Dissenting Opinion by
Mr. Justice Kephart :Section 23 of the Act of June 1, 1889, P. L. 420, 432, imposes a tax on the gross receipts “from the business of electric light companies.” A reasonable interpretation of this clause as it affects property subject thereto is all that is required. Light companies, or those concerns that to-day are supplying light, heat and power, are incorporated under two acts of assembly: (a) Act of 1889 for the supply of light, heat and power by means of electricity, and as such have the power to erect necessary buildings, machinery and apparatus, with the right to enter upon the streets and alleys for that purpose; (b) Act of 1895 (amending Act of May 16, 1889, and Act of 1874, second part of paragraph 9, section 2), as waterpower companies for the supply and development of electric power for commercial purposes, to supply current and power to the public, individuals, firms and corporations at such prices as may be agreed upon, and to distribute the same at any place or places, with authority to erect and maintain the necessary buildings, etc.
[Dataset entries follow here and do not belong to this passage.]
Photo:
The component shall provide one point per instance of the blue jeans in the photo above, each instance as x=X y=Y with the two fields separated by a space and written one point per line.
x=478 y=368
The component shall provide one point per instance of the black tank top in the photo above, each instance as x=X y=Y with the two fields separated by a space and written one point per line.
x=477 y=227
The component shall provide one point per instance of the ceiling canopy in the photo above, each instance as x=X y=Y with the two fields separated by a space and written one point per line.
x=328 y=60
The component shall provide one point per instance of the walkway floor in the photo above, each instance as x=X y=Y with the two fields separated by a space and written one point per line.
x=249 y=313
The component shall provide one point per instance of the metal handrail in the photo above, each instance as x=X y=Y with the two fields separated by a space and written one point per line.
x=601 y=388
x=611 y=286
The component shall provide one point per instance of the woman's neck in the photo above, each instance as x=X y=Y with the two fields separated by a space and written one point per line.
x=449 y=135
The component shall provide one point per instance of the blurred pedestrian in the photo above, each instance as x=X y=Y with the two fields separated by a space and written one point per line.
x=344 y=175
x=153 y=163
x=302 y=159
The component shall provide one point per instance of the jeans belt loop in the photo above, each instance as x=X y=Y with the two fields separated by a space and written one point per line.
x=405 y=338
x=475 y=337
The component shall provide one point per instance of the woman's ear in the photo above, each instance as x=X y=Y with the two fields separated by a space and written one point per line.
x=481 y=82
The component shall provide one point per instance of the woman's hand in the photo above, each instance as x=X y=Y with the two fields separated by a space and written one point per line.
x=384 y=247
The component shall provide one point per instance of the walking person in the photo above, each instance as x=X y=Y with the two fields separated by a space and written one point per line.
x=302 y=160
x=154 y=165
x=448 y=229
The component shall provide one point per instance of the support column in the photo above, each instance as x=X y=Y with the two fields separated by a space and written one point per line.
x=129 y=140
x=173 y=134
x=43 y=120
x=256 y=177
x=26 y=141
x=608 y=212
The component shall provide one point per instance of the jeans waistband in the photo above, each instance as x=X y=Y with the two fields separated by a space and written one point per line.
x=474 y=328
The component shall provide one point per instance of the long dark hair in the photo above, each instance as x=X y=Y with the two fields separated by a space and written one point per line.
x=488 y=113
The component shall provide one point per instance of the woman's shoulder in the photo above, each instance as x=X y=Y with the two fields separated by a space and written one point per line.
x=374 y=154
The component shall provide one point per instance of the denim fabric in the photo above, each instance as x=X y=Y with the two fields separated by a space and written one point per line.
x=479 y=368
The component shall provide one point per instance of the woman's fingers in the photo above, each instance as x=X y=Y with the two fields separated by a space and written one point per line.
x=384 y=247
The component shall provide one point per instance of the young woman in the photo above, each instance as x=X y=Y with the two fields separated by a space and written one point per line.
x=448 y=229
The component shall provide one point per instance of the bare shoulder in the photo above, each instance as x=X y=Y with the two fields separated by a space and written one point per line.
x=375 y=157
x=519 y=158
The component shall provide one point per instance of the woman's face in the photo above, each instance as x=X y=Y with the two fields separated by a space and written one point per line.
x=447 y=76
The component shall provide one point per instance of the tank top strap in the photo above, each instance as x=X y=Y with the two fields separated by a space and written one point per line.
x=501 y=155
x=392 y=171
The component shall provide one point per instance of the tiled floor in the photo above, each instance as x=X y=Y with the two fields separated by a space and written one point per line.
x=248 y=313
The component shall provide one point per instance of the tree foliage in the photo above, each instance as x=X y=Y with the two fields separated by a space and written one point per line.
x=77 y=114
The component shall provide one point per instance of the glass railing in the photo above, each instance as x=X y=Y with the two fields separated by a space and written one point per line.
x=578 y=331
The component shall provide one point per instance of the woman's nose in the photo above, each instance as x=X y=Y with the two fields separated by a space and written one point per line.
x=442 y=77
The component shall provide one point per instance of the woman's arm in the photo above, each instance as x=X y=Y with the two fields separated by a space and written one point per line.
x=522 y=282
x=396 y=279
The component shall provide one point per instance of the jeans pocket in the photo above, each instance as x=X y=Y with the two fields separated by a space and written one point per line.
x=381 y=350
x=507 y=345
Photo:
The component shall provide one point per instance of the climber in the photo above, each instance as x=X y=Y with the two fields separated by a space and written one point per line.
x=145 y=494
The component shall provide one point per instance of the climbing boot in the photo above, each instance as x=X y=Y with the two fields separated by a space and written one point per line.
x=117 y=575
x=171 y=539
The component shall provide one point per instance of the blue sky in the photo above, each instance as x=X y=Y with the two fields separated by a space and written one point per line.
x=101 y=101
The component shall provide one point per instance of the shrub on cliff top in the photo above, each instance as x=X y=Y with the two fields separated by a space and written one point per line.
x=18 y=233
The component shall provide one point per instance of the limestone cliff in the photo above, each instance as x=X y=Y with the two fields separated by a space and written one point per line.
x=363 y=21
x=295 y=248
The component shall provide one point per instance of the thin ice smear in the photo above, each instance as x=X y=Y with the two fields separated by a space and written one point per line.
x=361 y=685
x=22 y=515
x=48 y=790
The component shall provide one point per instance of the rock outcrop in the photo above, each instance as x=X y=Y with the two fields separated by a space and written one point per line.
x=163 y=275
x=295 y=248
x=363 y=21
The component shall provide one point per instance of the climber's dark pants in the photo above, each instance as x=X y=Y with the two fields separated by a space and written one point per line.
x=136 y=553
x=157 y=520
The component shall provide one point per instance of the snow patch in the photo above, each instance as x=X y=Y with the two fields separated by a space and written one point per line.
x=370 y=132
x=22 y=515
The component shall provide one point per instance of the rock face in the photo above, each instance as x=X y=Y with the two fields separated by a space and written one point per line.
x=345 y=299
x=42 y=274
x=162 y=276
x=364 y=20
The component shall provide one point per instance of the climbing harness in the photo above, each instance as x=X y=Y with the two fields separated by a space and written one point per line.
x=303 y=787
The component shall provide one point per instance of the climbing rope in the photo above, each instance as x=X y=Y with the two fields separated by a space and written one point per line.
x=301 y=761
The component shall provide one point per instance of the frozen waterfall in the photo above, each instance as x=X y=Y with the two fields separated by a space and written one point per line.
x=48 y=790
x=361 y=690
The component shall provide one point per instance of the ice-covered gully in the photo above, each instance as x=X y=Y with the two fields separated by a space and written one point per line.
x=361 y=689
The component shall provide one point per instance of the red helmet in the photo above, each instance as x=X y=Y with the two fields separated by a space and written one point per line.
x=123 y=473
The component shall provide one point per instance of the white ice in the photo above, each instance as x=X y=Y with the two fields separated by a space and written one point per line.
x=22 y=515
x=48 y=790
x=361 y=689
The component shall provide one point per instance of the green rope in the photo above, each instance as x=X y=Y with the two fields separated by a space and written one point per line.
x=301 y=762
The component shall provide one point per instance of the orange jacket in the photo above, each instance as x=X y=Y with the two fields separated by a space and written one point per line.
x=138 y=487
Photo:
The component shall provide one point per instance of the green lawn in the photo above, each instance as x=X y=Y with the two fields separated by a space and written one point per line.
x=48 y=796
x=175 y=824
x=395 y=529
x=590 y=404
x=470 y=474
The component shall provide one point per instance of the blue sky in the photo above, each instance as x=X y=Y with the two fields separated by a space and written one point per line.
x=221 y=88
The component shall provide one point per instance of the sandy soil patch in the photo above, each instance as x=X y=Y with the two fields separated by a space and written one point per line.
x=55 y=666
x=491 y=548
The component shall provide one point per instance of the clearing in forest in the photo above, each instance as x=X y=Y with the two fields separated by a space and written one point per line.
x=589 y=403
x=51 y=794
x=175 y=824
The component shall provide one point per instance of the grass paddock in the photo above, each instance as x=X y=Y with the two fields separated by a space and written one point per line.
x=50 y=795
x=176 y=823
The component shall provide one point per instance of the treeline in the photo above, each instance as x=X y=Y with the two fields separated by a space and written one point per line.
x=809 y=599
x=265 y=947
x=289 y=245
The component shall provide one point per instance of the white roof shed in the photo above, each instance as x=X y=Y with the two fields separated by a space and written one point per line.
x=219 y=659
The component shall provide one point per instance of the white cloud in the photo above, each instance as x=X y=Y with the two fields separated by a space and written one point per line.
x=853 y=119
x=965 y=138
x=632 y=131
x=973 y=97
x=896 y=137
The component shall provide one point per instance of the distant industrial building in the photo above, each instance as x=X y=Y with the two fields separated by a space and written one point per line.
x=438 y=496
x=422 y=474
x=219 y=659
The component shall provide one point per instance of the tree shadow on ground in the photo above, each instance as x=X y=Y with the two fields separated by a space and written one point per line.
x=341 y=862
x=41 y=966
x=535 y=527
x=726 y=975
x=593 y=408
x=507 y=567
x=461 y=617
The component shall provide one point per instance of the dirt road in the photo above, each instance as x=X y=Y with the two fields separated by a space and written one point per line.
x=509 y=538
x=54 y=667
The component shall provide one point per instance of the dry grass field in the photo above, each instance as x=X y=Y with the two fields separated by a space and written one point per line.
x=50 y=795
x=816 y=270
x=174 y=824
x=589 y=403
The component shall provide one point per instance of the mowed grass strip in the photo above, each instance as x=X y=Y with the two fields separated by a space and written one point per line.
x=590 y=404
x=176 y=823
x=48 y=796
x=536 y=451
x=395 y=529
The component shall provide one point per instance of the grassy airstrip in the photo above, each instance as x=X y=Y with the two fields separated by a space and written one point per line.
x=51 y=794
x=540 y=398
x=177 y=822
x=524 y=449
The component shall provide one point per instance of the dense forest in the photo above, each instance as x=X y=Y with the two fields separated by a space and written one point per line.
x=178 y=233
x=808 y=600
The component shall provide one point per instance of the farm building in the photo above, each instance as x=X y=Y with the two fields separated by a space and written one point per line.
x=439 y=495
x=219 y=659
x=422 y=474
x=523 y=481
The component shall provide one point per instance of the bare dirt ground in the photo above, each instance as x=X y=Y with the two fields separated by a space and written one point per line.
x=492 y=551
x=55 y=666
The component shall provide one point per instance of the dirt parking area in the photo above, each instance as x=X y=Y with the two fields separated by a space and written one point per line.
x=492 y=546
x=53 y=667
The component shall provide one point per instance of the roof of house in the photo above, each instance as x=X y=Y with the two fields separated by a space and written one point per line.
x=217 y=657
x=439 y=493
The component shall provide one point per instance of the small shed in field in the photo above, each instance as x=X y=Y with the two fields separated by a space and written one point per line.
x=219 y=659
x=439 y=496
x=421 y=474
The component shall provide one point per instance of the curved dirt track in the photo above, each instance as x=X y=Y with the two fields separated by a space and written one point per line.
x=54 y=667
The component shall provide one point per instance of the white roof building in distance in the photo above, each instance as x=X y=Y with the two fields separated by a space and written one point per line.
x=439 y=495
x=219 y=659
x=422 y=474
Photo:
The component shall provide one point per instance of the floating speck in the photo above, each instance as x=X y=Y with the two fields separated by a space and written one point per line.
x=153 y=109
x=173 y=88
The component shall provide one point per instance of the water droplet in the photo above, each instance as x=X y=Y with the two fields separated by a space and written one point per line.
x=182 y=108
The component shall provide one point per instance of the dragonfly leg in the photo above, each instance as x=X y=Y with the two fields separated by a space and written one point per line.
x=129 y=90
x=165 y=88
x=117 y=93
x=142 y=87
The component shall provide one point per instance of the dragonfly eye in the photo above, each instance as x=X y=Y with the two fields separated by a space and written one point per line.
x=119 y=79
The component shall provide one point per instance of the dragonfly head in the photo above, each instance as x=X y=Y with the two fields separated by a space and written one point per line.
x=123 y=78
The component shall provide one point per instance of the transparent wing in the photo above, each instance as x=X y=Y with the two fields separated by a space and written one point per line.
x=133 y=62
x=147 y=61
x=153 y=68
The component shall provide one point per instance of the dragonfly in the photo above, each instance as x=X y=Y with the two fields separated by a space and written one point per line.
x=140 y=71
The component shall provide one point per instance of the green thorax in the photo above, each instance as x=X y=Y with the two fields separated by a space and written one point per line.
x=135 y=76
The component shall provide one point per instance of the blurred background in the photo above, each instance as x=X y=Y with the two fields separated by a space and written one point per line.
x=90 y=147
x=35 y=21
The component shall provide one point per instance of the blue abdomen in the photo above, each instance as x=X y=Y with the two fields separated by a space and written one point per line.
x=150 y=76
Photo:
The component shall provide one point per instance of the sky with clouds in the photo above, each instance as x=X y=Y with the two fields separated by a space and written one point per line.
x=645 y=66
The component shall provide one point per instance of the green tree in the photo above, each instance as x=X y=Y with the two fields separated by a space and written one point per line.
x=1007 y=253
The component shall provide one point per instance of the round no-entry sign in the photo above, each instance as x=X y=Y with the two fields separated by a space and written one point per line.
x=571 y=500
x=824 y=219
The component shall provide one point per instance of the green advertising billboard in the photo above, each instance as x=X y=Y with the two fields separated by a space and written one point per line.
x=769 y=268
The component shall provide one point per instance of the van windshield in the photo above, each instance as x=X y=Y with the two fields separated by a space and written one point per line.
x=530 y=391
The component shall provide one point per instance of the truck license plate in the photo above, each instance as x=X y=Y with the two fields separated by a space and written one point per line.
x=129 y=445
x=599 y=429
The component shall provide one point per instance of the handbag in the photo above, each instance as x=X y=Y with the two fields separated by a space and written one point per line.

While one may be designated a water-power company and another an electric light company, both are electric light companies, trafficking in that commodity. The legislature might w-ell have authorized the incorporation *460of steam power companies for the generation of steam for commercial and heating purposes; but would any one for a moment conclude, if such company had the additional power to furnish electricity generated by steam, that it would not be an electric light company? Under the Act of 1889 the legislature saw fit to designate as corporate purposes the end that was to be attained, to wit, the supply of light, heat and power. Under the Act of 1895, they designated the means by which the end could be obtained, to wit, water power. But the thing these concerns actually do is electric light business, and that is fulfilling corporate obligations.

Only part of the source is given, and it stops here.